Perhaps it is only my imagination but does it seem like it is hotter for longer periods of time than it is warm and pleasant?

In Southern California we have longer periods when the weather is mild or average, but our memories seem to hold on to the hotter and unpleasant days longer than those that are average.

When you think about it our weather doesn’t often get hot around here until July and it cools back down right around Halloween. Our hot months are usually from July, August, September, and October. November can have a few warm days, but they are not sustained for the entire month.

Consequently we have about four hot months and the rest of them are rather average so why is it that we hold on to the memories of the hot unpleasant days that are in a minority instead of the average ones that comprise the majority?

Obviously there are different weather patterns around the globe that aren’t like those of Southern California but the point I was making was not as much about the climate as much as it was about the things we choose to store in our memory banks.

As far as our memories are concerned we tend to hold on to the bad ones perhaps longer than the great ones. We could have had just one bad day in a week but we were willing to classify that as a bad week when there were six other days that were routine. Why don’t the average days get as much recognition?

Are we being programmed to dwell upon negativity over things that are positive? When you think about the overall population, most people are decent and hard-working people, but only the really bad minority of citizens seem to capture the spotlight.  I suppose that's what is meant by "news", something different, otherwise every day would be a boring procession of sameness.

Millions of cars go back and forth daily all times of day and night, but only the few accidents are recorded in the news while the average days of calmness go unnoticed.

The majority of people experience routine days where not much happens out of the ordinary, but they only choose to remember the great days or the worse ones, mostly the worse. When things operate at a pretty even pace, they go by relatively unnoticed, but the bad ones seem to dominate our memory banks for years. Why is that?

I am just over sixty years of age. I would guess that if I totaled up all my normal days and strung them together they would make up about fifty eight continuous years, while maybe only a few total months would make up my bad days and perhaps just under a couple of years would be great times. With that many average days why do I seem only to remember the abnormal ones?

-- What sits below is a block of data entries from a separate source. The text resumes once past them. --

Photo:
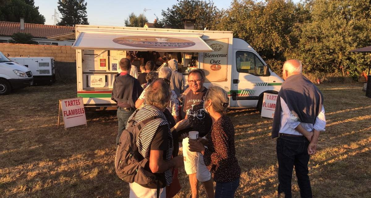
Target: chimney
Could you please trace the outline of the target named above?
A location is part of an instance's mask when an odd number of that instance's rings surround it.
[[[194,23],[196,22],[196,20],[184,19],[182,20],[184,22],[185,30],[194,29]]]
[[[21,18],[20,26],[19,29],[20,30],[24,30],[24,18]]]

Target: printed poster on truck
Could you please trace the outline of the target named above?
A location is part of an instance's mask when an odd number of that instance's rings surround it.
[[[84,103],[82,98],[75,98],[59,100],[58,113],[58,127],[59,126],[59,117],[62,113],[65,129],[86,124]]]
[[[273,118],[278,96],[278,94],[264,93],[260,116],[262,117]]]
[[[104,87],[106,86],[105,75],[89,75],[88,85],[90,87]]]
[[[83,50],[83,71],[106,71],[108,58],[107,50]]]
[[[227,81],[229,39],[207,39],[204,40],[214,50],[204,53],[203,69],[206,76],[205,82]]]

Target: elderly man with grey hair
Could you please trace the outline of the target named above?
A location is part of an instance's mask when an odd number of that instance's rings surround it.
[[[158,78],[164,78],[165,82],[170,84],[170,78],[171,76],[172,71],[168,67],[163,67],[158,71]],[[138,100],[135,102],[136,108],[139,108],[144,102],[145,100],[147,89],[145,89],[142,94],[141,94]],[[179,100],[178,97],[174,90],[171,90],[171,95],[170,98],[169,104],[167,109],[169,111],[174,118],[175,123],[179,121]],[[174,123],[175,124],[175,123]]]
[[[135,124],[151,117],[157,118],[144,125],[134,146],[138,146],[139,152],[144,158],[149,159],[144,168],[155,175],[156,181],[140,184],[135,182],[129,184],[130,198],[165,198],[165,186],[173,182],[171,169],[179,168],[183,164],[181,157],[171,157],[175,154],[173,152],[173,137],[170,124],[163,113],[170,100],[170,87],[164,79],[155,80],[146,89],[148,95],[145,98],[146,104],[129,119],[133,120]]]
[[[308,176],[309,155],[315,153],[320,132],[326,126],[323,96],[302,74],[297,60],[285,62],[285,82],[278,93],[273,119],[272,138],[277,140],[278,196],[291,198],[292,171],[298,178],[302,198],[312,197]]]

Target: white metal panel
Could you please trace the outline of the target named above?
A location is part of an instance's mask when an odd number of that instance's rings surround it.
[[[133,34],[82,32],[72,47],[76,49],[155,51],[172,52],[210,52],[213,49],[198,36],[161,33]]]

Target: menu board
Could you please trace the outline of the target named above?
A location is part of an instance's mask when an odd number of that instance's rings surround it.
[[[105,75],[89,75],[89,86],[90,87],[104,87],[106,86]]]
[[[206,76],[205,82],[227,81],[229,39],[207,39],[204,40],[214,50],[204,53],[203,69]]]
[[[83,71],[107,71],[108,51],[107,50],[84,49],[82,51]]]

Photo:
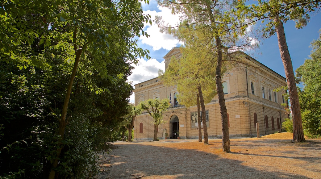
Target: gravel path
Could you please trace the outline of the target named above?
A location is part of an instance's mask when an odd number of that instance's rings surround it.
[[[117,142],[96,178],[321,178],[321,140],[231,139]]]

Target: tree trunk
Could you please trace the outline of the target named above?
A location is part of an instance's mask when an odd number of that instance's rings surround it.
[[[202,125],[201,125],[201,109],[200,107],[200,96],[197,93],[197,123],[198,124],[198,142],[202,142]]]
[[[127,141],[132,141],[132,131],[133,131],[133,127],[131,126],[128,128],[128,139]]]
[[[208,135],[207,134],[207,126],[206,124],[206,115],[205,111],[205,104],[203,98],[203,93],[202,91],[202,88],[199,85],[197,87],[198,90],[198,94],[200,96],[200,102],[202,108],[202,120],[203,123],[203,131],[204,132],[204,144],[208,144]]]
[[[121,135],[121,138],[122,139],[122,141],[124,141],[124,138],[125,138],[125,131],[124,130],[124,128],[123,128],[123,132],[122,133],[122,135]]]
[[[223,133],[222,135],[222,139],[223,151],[226,152],[229,152],[231,151],[231,150],[230,146],[230,134],[229,132],[229,125],[227,119],[227,111],[225,104],[224,92],[223,90],[223,86],[222,85],[222,79],[221,77],[222,63],[223,61],[223,57],[222,56],[222,47],[220,37],[218,36],[216,36],[215,38],[216,40],[218,53],[217,65],[216,66],[215,71],[215,79],[222,121],[222,131]]]
[[[66,116],[67,116],[67,112],[68,109],[68,104],[69,103],[69,100],[70,98],[70,95],[71,93],[71,90],[73,87],[73,84],[74,83],[74,80],[76,76],[76,72],[77,72],[77,68],[78,66],[78,64],[79,63],[80,59],[80,56],[82,52],[82,50],[81,49],[76,51],[75,49],[75,51],[76,54],[76,57],[75,58],[75,62],[74,64],[74,68],[73,69],[73,71],[70,76],[70,79],[69,81],[69,84],[67,89],[67,92],[66,94],[66,97],[65,98],[65,102],[64,103],[64,106],[63,107],[62,112],[61,113],[61,117],[60,117],[60,120],[59,121],[59,128],[58,131],[58,135],[61,136],[60,139],[58,140],[58,143],[57,144],[56,157],[57,158],[54,161],[54,162],[52,164],[52,166],[51,170],[48,178],[49,179],[53,179],[55,178],[56,175],[56,171],[55,169],[58,166],[59,162],[59,157],[60,156],[61,153],[61,150],[63,148],[63,145],[62,141],[64,140],[64,135],[65,133],[65,130],[67,125],[67,122],[66,121]]]
[[[155,124],[154,125],[155,127],[154,128],[154,140],[153,140],[154,141],[157,141],[157,133],[158,132],[158,125]]]
[[[215,20],[213,15],[211,4],[209,2],[206,3],[207,10],[208,11],[210,20],[212,26],[214,30],[217,29]],[[227,121],[227,112],[226,107],[225,105],[225,99],[224,98],[224,92],[223,90],[222,86],[222,79],[221,78],[221,72],[222,67],[222,63],[223,57],[222,56],[222,46],[221,44],[221,39],[218,32],[215,30],[215,40],[216,41],[216,48],[217,49],[217,66],[215,71],[215,82],[216,85],[216,90],[219,98],[219,104],[221,113],[222,121],[222,139],[223,143],[223,151],[226,152],[230,152],[230,134],[229,132],[229,126]]]
[[[135,118],[136,117],[137,114],[135,114],[133,117],[133,119],[132,121],[132,123],[129,124],[129,127],[128,129],[128,141],[132,141],[132,131],[133,131],[133,128],[134,127],[134,125],[135,124]]]
[[[281,59],[284,66],[285,77],[286,78],[290,97],[290,102],[291,103],[291,112],[293,123],[292,141],[302,142],[305,141],[305,139],[304,139],[302,125],[301,108],[292,62],[285,39],[284,27],[283,23],[279,18],[278,16],[274,18],[274,21],[276,23],[275,30],[279,42],[279,48],[280,51]]]

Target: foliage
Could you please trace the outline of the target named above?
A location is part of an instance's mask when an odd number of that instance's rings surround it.
[[[162,30],[172,34],[184,42],[186,49],[188,51],[187,55],[190,55],[191,58],[201,57],[194,60],[200,60],[200,61],[198,61],[200,62],[204,60],[204,63],[207,65],[204,69],[209,69],[209,71],[213,69],[215,72],[212,75],[205,76],[208,78],[206,80],[210,81],[213,79],[211,77],[215,77],[222,119],[223,151],[229,152],[229,135],[227,113],[222,86],[222,69],[224,68],[222,67],[226,64],[223,64],[223,60],[230,57],[231,51],[251,47],[248,46],[251,44],[251,40],[248,38],[246,30],[247,20],[244,14],[248,11],[245,11],[247,9],[244,8],[245,1],[184,0],[177,2],[175,0],[159,0],[158,1],[161,5],[171,9],[172,13],[181,15],[180,16],[180,21],[177,28],[170,26],[163,28]],[[158,17],[157,20],[159,26],[165,26],[161,18]],[[231,59],[228,63],[238,62],[236,59]],[[199,67],[204,66],[201,65]],[[213,67],[213,69],[209,67]],[[204,74],[201,75],[203,74]],[[195,86],[195,82],[193,83],[194,84],[192,84]],[[202,88],[200,85],[197,87],[202,110],[204,113]],[[193,93],[195,95],[195,93]],[[195,101],[192,101],[195,104]],[[205,119],[203,120],[204,121]],[[208,144],[207,129],[206,125],[203,125],[204,143]]]
[[[135,124],[135,119],[137,115],[141,113],[142,109],[138,106],[134,106],[133,104],[128,103],[126,110],[127,114],[123,117],[124,121],[121,125],[124,126],[127,130],[127,140],[131,141],[133,139],[133,133],[132,132]]]
[[[160,100],[149,99],[141,102],[139,105],[142,110],[146,110],[154,119],[154,124],[158,125],[163,122],[163,112],[167,110],[169,107],[169,100],[168,98]]]
[[[142,12],[135,0],[0,3],[0,147],[11,145],[0,175],[93,177],[95,151],[125,114],[130,64],[149,58],[133,38]]]
[[[284,122],[282,123],[282,128],[284,128],[287,132],[293,132],[293,123],[291,118],[286,118],[284,119]]]
[[[265,25],[263,30],[263,36],[266,38],[275,33],[276,23],[273,19],[276,16],[278,15],[283,22],[289,20],[295,20],[296,27],[302,29],[308,22],[310,18],[309,14],[317,10],[320,4],[318,1],[314,0],[258,0],[257,2],[257,5],[252,4],[250,8],[250,11],[254,13],[249,18],[255,21],[262,20],[262,23]]]
[[[158,125],[163,122],[163,112],[167,110],[169,106],[169,99],[167,98],[160,100],[158,98],[153,99],[149,99],[142,101],[138,105],[139,107],[142,110],[146,110],[154,119],[154,140],[159,140],[157,138]]]
[[[295,71],[304,88],[299,92],[305,134],[310,137],[321,136],[321,34],[311,42],[310,56]]]
[[[177,85],[177,100],[187,107],[196,104],[198,85],[202,88],[205,103],[209,103],[216,94],[213,80],[215,66],[207,68],[208,60],[203,57],[196,57],[187,48],[181,48],[181,50],[182,56],[179,59],[172,57],[168,68],[161,76],[162,80],[165,85]]]

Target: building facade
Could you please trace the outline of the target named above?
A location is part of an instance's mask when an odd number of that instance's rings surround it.
[[[222,80],[230,137],[256,136],[256,123],[261,136],[281,132],[282,123],[289,117],[284,107],[281,105],[287,102],[282,96],[286,91],[273,90],[286,86],[285,78],[246,54],[236,53],[245,63],[228,68]],[[174,48],[163,57],[165,71],[173,56],[177,58],[181,56],[179,47]],[[181,139],[198,139],[197,107],[187,108],[179,104],[176,98],[178,92],[176,86],[165,86],[158,77],[134,86],[135,105],[149,98],[171,99],[170,106],[163,113],[164,122],[159,126],[159,139],[164,139],[165,133],[171,139],[178,136]],[[206,104],[205,107],[209,138],[221,138],[217,96]],[[135,120],[134,140],[152,140],[152,118],[147,112],[143,113]]]

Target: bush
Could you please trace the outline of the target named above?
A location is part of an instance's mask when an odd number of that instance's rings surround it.
[[[282,123],[282,126],[286,131],[287,132],[293,133],[293,123],[292,119],[287,118],[284,119],[285,121]]]

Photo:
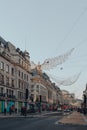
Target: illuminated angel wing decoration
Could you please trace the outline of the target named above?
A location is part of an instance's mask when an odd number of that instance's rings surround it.
[[[59,79],[59,78],[54,78],[52,75],[48,74],[52,80],[54,80],[59,86],[60,85],[63,85],[63,86],[69,86],[69,85],[72,85],[74,84],[79,76],[80,76],[81,72],[79,74],[75,74],[67,79]]]
[[[30,64],[31,64],[31,69],[35,69],[37,67],[37,65],[33,61],[31,61]]]
[[[74,48],[72,48],[69,52],[67,52],[64,55],[60,55],[54,58],[48,58],[41,65],[40,63],[36,65],[33,61],[31,61],[31,69],[34,69],[34,68],[37,68],[38,70],[53,69],[57,65],[64,63],[68,59],[68,57],[71,55],[73,50]]]
[[[44,63],[41,65],[41,70],[53,69],[57,65],[64,63],[68,59],[68,57],[71,55],[73,50],[74,50],[74,48],[72,48],[69,52],[67,52],[64,55],[60,55],[60,56],[57,56],[54,58],[46,59],[44,61]]]

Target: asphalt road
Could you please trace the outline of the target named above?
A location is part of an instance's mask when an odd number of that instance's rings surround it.
[[[87,126],[56,124],[60,116],[0,119],[0,130],[87,130]]]

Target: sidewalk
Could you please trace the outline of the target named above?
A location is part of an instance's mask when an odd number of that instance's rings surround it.
[[[0,114],[0,118],[15,118],[15,117],[27,117],[27,118],[33,118],[33,117],[42,117],[45,115],[49,115],[49,114],[58,114],[59,112],[41,112],[41,113],[28,113],[26,116],[21,115],[21,113],[12,113],[11,115],[9,113],[7,113],[6,115],[4,115],[4,113]]]
[[[87,116],[84,116],[82,113],[74,111],[72,114],[64,116],[58,123],[87,125]]]

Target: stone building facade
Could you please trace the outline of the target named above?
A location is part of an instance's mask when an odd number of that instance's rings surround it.
[[[10,107],[20,111],[30,91],[30,56],[0,37],[0,112]],[[29,98],[27,99],[27,101]]]

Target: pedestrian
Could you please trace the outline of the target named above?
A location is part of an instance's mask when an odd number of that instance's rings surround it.
[[[6,108],[4,108],[4,115],[6,115]]]

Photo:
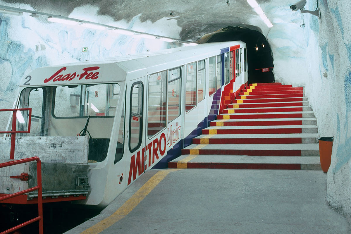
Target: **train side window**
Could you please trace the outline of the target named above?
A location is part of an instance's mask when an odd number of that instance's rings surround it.
[[[232,80],[234,78],[233,77],[234,75],[233,74],[233,70],[234,70],[233,67],[234,66],[234,52],[233,51],[230,52],[230,69],[229,70],[229,72],[230,74],[230,80]]]
[[[247,69],[247,67],[246,65],[246,48],[244,48],[244,72],[246,72],[246,70]]]
[[[243,62],[241,61],[241,57],[243,56],[243,48],[240,48],[240,55],[239,58],[240,59],[240,73],[243,72]]]
[[[216,69],[216,77],[217,79],[217,89],[222,85],[222,56],[217,55],[217,67]]]
[[[240,60],[239,59],[239,49],[235,51],[235,75],[236,76],[240,74]]]
[[[167,71],[149,76],[147,136],[149,139],[166,127]]]
[[[198,62],[198,103],[205,99],[205,60],[203,60]]]
[[[185,110],[196,106],[196,62],[186,65],[185,72]]]
[[[168,109],[167,123],[180,115],[181,96],[181,71],[180,68],[168,72]]]
[[[46,92],[45,88],[27,88],[21,94],[18,108],[31,108],[32,119],[31,132],[29,133],[20,133],[19,136],[44,136],[45,127],[45,113]],[[28,129],[28,111],[21,111],[21,114],[24,122],[18,121],[16,129],[19,131],[26,131]],[[19,113],[18,114],[19,114]]]
[[[229,83],[229,52],[224,53],[224,84]]]
[[[133,153],[143,139],[143,103],[144,86],[140,81],[132,86],[129,114],[129,149]]]
[[[216,56],[208,59],[208,96],[216,93]]]
[[[123,102],[123,107],[122,109],[122,115],[121,116],[121,123],[119,125],[118,131],[118,138],[116,148],[116,153],[114,155],[114,164],[121,161],[123,156],[123,151],[124,151],[124,111],[125,110],[125,99]]]

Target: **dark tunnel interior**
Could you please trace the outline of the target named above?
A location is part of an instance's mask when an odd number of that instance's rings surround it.
[[[237,40],[242,41],[246,44],[249,83],[274,82],[271,47],[260,32],[241,27],[229,26],[211,34],[209,36],[204,36],[199,42]]]

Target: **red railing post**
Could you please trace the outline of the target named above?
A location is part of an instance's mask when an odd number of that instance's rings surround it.
[[[16,131],[16,125],[17,123],[17,112],[20,111],[29,111],[29,118],[28,120],[28,129],[27,131]],[[10,160],[14,159],[15,155],[15,143],[16,140],[16,133],[29,133],[31,132],[31,121],[32,119],[32,108],[22,108],[20,109],[10,109],[0,110],[0,112],[12,111],[12,126],[11,131],[0,131],[0,133],[11,133],[11,150],[10,152]],[[42,200],[42,189],[41,185],[41,161],[40,159],[38,157],[32,157],[27,159],[19,159],[15,161],[11,161],[3,163],[0,163],[0,168],[8,167],[13,165],[17,165],[25,162],[32,161],[37,161],[37,177],[38,185],[35,187],[25,189],[13,194],[9,194],[0,198],[0,201],[6,200],[7,199],[13,198],[17,196],[21,195],[26,193],[28,193],[35,190],[38,190],[38,216],[30,220],[25,222],[12,228],[0,233],[0,234],[7,234],[13,232],[21,227],[26,226],[30,223],[35,222],[39,221],[39,234],[43,234],[44,229],[43,228],[43,200]]]
[[[16,111],[13,110],[12,112],[12,128],[11,131],[11,151],[10,152],[10,159],[15,158],[15,141],[16,140]]]
[[[25,222],[22,223],[16,227],[14,227],[12,228],[0,233],[0,234],[7,234],[8,233],[9,233],[36,221],[38,221],[39,223],[39,234],[43,234],[44,233],[43,228],[42,194],[41,186],[41,162],[40,161],[40,159],[38,157],[32,157],[32,158],[29,158],[27,159],[19,159],[13,161],[7,162],[6,162],[0,163],[0,168],[8,167],[13,165],[20,164],[34,161],[37,161],[37,176],[38,185],[35,187],[31,188],[13,194],[9,194],[2,197],[0,198],[0,201],[6,200],[6,199],[17,196],[21,195],[26,193],[37,190],[38,190],[38,216],[30,220]]]
[[[28,121],[28,129],[27,131],[16,131],[16,124],[17,119],[17,112],[20,111],[29,111],[29,118]],[[0,131],[0,133],[11,134],[11,150],[10,151],[10,159],[15,158],[15,142],[16,133],[29,133],[31,132],[31,122],[32,120],[32,108],[20,108],[19,109],[6,109],[0,110],[0,112],[12,112],[12,127],[11,131]]]

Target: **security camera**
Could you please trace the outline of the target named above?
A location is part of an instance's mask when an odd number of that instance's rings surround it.
[[[290,8],[293,11],[296,11],[298,10],[302,9],[306,5],[306,0],[301,0],[290,6]]]

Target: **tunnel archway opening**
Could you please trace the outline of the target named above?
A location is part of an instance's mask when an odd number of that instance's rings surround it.
[[[198,41],[203,44],[237,40],[246,44],[249,83],[274,82],[271,47],[260,32],[242,27],[228,26],[204,35]]]

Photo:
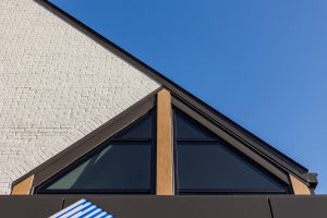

I’m reminded of the glass being either half-full or half-empty. When you see it as half-full you have great hope, but when you see it as half-empty you sense fear and despair. In truth it is the exact same amount, but how we experience it is totally different.   Someone once said that our consciousness is made up not only by 90% of what happens to us but, instead, 10% of our perception of what happens.

If I had a one-hundred-mile-trip to make and thought about where I was at the fifty-mile marker, it would be different if I thought, “Oh darn, I have fifty more miles to go,” rather than, “Wow, I only have fifty more miles to go.” It would be the same distance to cover, but a quite different attitude about doing so.

If I am living my life worried about how bad things are, yet refusing to acknowledge the great things that surround me, that would deeply impact my spirit as I go about my life.

If I attended a university to earn a degree in a certain subject and after two years thought; “Gosh, I have two more grueling years to go before I earn my degree;” as opposed to “Wow, look at how much I have gained in these first two years of studying.” It is the same person in the same position, yet a totally different attitude.

The difference between the glass being half-full or half-empty is huge, but it is the same physical thing. If we see our lives as this wonderful passage that we are experiencing rather than the sporadic highs and lows perhaps when things get low you can know in your mind, “This, too, shall pass.”

I have personally learned that no matter how hard I worry about things that are out of my control, I still can’t control them. When I wake up tomorrow, if I wake up, I will still be less than six foot tall. When I die I will be still be Black and under six-foot tall. No amount of worry will ever change these things, yet I still find myself worrying.

Although there are many things that we can’t control, there are also many that we can, yet we choose to spend more of our available time on the ones we can’t rather than those we can. Doesn’t it make more sense to spend more time doing things that you are capable of doing rather than those that only cause you to worry?

Both are virtually the same thing, but the difference is in your attitude about the thing. Do you see the glass as half-full most of the time, or half-empty? Even though they may be virtually the same thing, there’s a world of difference between the two experiences because of our attitude towards them! 

You are the artist drawing the picture of your life. Will you choose to paint is optimistically or pessimistically. Your choice!